なお、このように現代の不安定さを、Volatility(変動性・不安定さ)、Uncertainty(不確実性・不確定さ)、Complexity(複雑性)、Ambiguity(曖昧性・不明確さ)の頭文字をとってVUCAと表現します。

個人の観点:働き方の多様化に伴い、組織に所属せずに生きる人の増加

上記の企業の観点でも「不確実性の高い環境」と書きましたが、終身雇用制度の崩壊により企業が一生涯守ってくれる、大企業に勤めていれば安心、という考えは過去のものとなりつつあります。今まで培ってきたスキルが陳腐化してしまうこともあり得ます。そうした状況にも負けず、粘り強く生き抜いていく力が求められています。

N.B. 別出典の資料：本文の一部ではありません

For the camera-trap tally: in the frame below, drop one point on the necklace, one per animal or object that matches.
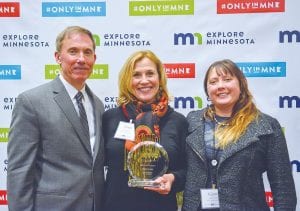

また、新しい働き方として組織に属さずに生きていく人も増えています。ストレス社会ともいわれる現代社会の中で、いかにストレスから回復し、モチベーション高く活動していくことができる力も求められています。

「レジリエンス」の要素

では「レジリエンス」とは、具体的にどのような要素から成り立っているのでしょうか?

STRONGER「超一流のメンタル」を手に入れる』という書籍を引用、要約して解説してみようと思います。こちらの書籍では「レジリエンス」は以下の5つの要素から成り立っているとしています。

①能動的な楽観主義

楽観的な人は、未来に希望を持つことができ、物事を簡単には諦めません。目の前のやるべきことに集中し、成功に向けて努力できます。ただし、楽観的にも2種類あります。受動的か、能動的か、です。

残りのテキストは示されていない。